Forum Rule: Always post complete source code & details to reproduce any issue!
Results 1 to 14 of 14

Thread: I can't seem to use all of the Teensy 4.0's memory?

  1. #1

    I can't seem to use all of the Teensy 4.0's memory?

    I'm working on a project that requires a very large amount of RAM. I've tried allocating 640 KB in two different ways.

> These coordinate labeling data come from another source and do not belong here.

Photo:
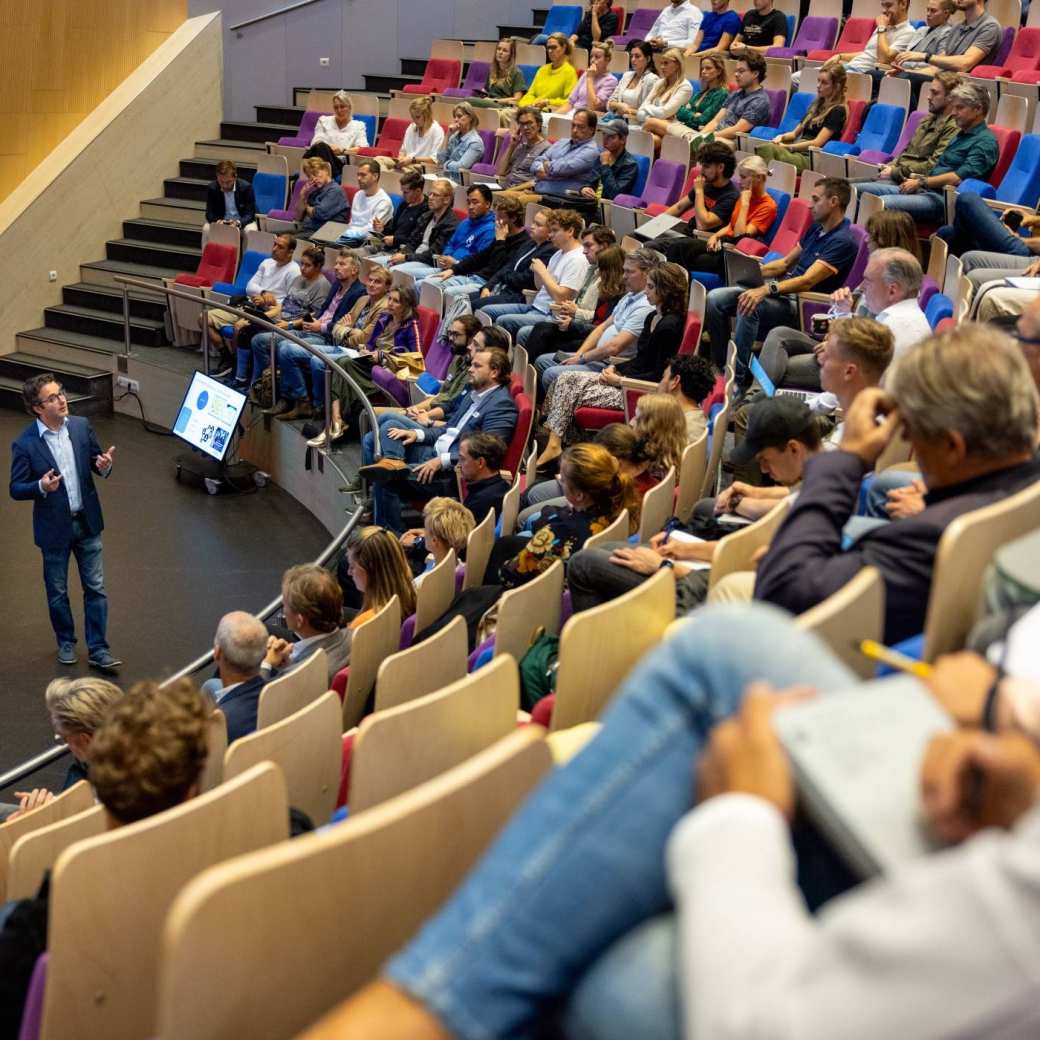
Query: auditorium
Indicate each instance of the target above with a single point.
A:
(522, 522)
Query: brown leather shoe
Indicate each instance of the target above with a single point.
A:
(300, 410)
(385, 469)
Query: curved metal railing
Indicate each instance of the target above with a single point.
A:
(30, 765)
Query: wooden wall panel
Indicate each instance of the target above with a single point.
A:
(59, 59)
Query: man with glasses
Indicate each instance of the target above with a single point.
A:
(53, 463)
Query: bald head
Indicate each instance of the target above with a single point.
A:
(240, 643)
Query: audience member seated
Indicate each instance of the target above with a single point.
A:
(677, 26)
(339, 135)
(972, 153)
(596, 491)
(464, 146)
(702, 106)
(375, 567)
(746, 107)
(561, 278)
(471, 235)
(446, 524)
(666, 291)
(76, 708)
(670, 93)
(611, 821)
(423, 137)
(239, 647)
(504, 84)
(229, 200)
(973, 41)
(891, 284)
(404, 230)
(617, 171)
(419, 455)
(437, 231)
(306, 297)
(635, 84)
(825, 121)
(821, 262)
(265, 290)
(293, 361)
(603, 286)
(352, 331)
(572, 162)
(371, 206)
(312, 603)
(147, 756)
(618, 335)
(527, 144)
(321, 199)
(596, 84)
(782, 436)
(718, 207)
(719, 28)
(553, 82)
(598, 25)
(761, 28)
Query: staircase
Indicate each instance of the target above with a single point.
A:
(79, 335)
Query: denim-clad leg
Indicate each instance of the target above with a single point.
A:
(581, 863)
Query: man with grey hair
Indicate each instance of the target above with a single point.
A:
(238, 650)
(888, 293)
(618, 335)
(941, 395)
(971, 155)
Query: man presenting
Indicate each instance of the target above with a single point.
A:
(52, 463)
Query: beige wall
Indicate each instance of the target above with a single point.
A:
(59, 59)
(75, 200)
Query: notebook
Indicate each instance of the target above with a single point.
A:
(857, 757)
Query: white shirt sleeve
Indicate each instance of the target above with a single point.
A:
(947, 946)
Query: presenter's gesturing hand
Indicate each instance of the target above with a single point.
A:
(104, 461)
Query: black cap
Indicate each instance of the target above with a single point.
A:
(771, 424)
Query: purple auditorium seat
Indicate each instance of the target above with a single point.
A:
(663, 186)
(639, 25)
(305, 133)
(476, 76)
(813, 34)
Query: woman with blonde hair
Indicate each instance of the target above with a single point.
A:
(379, 569)
(77, 708)
(670, 93)
(667, 289)
(596, 491)
(825, 121)
(661, 426)
(337, 135)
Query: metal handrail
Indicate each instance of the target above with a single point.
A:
(271, 14)
(31, 765)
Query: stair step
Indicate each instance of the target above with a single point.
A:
(206, 170)
(289, 115)
(104, 271)
(149, 230)
(190, 212)
(102, 297)
(261, 132)
(144, 332)
(174, 258)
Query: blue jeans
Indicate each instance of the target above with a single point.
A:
(387, 494)
(86, 548)
(771, 313)
(581, 862)
(977, 227)
(925, 207)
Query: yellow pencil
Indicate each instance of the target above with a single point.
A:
(874, 650)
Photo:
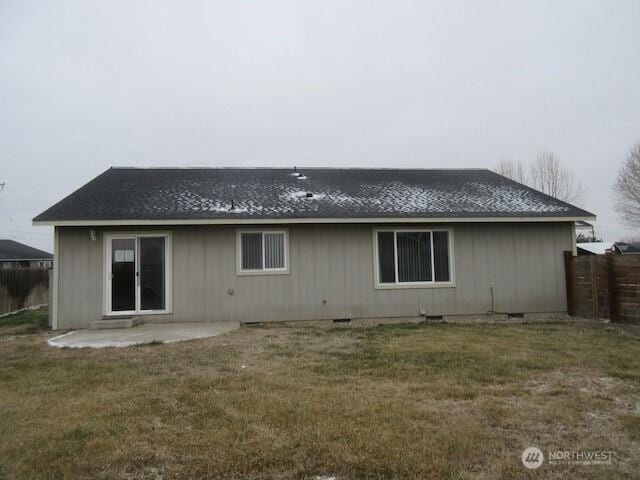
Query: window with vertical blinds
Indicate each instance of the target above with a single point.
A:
(263, 251)
(413, 256)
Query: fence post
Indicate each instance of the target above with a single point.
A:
(568, 276)
(611, 284)
(594, 286)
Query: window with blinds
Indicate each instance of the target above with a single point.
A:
(262, 251)
(413, 257)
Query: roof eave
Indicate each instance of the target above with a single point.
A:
(247, 221)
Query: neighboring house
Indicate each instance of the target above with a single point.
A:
(261, 244)
(18, 255)
(622, 248)
(594, 248)
(585, 230)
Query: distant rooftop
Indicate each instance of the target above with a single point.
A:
(16, 251)
(597, 248)
(303, 193)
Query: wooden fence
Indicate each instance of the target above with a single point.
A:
(21, 288)
(604, 286)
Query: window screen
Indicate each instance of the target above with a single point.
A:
(413, 257)
(251, 245)
(263, 251)
(274, 250)
(386, 257)
(441, 256)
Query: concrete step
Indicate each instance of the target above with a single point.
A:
(118, 322)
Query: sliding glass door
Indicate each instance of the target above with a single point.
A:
(137, 273)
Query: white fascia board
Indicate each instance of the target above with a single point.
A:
(280, 221)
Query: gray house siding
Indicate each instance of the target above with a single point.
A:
(331, 274)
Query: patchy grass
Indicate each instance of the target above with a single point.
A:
(402, 401)
(25, 321)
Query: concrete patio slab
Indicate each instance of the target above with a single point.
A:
(146, 333)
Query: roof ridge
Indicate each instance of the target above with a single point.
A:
(300, 167)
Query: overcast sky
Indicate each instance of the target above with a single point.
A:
(87, 85)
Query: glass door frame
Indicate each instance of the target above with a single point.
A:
(107, 264)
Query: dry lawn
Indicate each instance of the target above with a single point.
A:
(404, 401)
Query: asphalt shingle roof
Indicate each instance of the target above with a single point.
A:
(12, 250)
(276, 193)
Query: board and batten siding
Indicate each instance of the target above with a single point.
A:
(331, 275)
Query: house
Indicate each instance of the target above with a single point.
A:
(269, 244)
(18, 255)
(594, 248)
(623, 248)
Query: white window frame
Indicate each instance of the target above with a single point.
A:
(108, 237)
(262, 271)
(397, 284)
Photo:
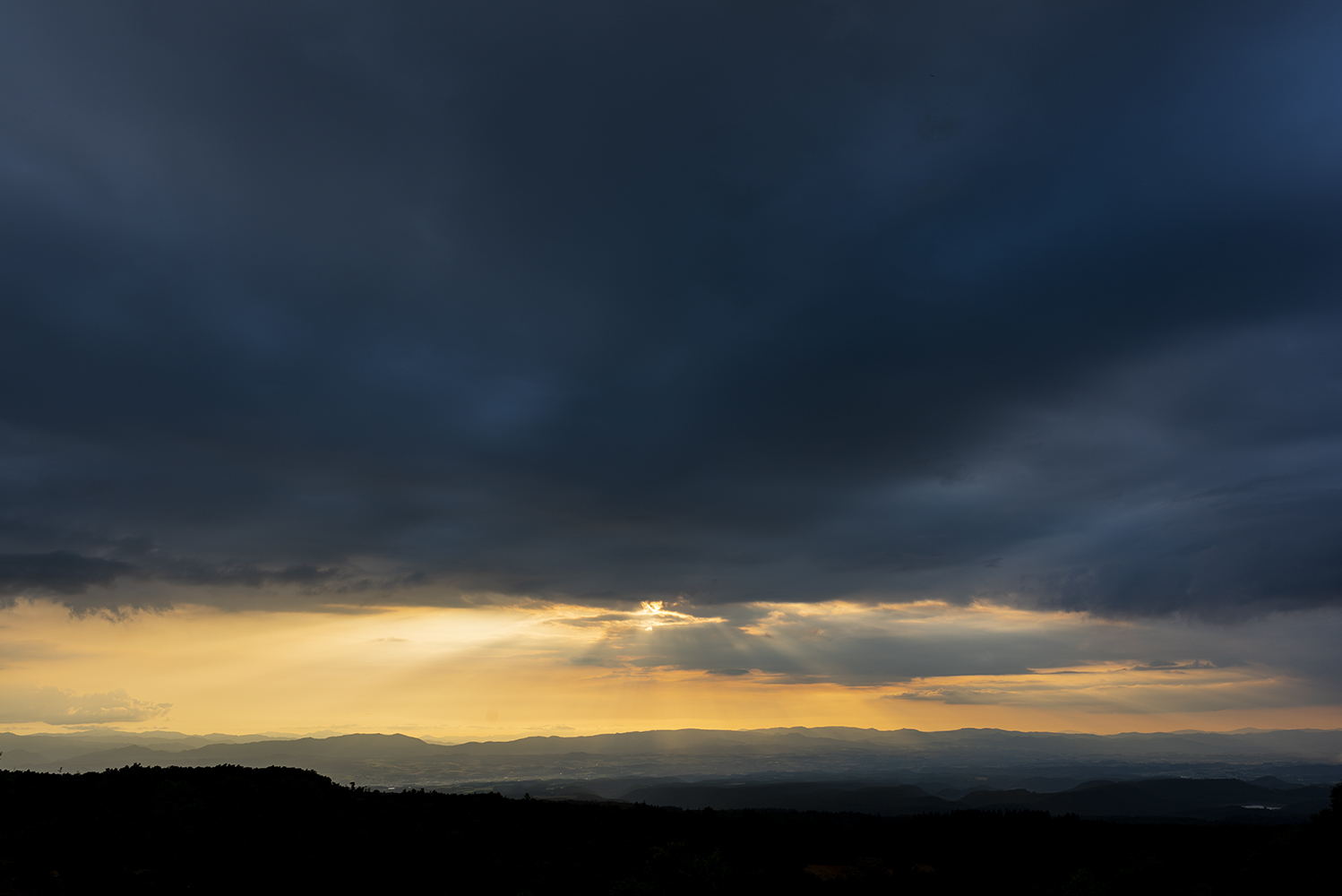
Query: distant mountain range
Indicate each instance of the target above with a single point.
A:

    I first tried to just declare a global array like so:

    Code:
    uint8_t RAM[655360];
    That won't link.

    So I attempted to see if I could malloc it:

    Code:
    uint8_t *RAM;
    
    void setup() {
        while (!Serial) { }
        Serial.begin(9600);
        RAM = (uint8_t *)malloc(655360UL);
        if (RAM == NULL) {
            Serial.println("Failed to allocate 640 KB!");
        } else {
            Serial.println("Successfully allocated 640 KB!");
        }
    }
    It failed.

    What am I missing here as far as getting access to all of the memory?

  2. #2
    Senior Member
    Join Date
    Oct 2012
    Location
    Portland OR
    Posts
    653
    "1024K RAM (512K is tightly coupled)" from https://www.pjrc.com/store/teensy40.html
    Given apparently two different blocks of RAM which are connected to the CPU in different ways, are they also accessed with different code syntax?
    Or even if not, it's still possible to imagine there might be complications allocating a single object across the 512K boundary. However, this is purely speculation on my part.

  3. #3
    Senior Member+ defragster's Avatar
    Join Date
    Feb 2015
    Posts
    9,334
    All of RAM memory is ~1024 KB.

    But it exists in TWO parts/segments of 512 KB each. I've not seen a clear note of the rules I could share or learned enough to explain.

    A rough guess would need to do some half of each in both methods. But code not marked PROGMEM is loaded to RAM to run faster.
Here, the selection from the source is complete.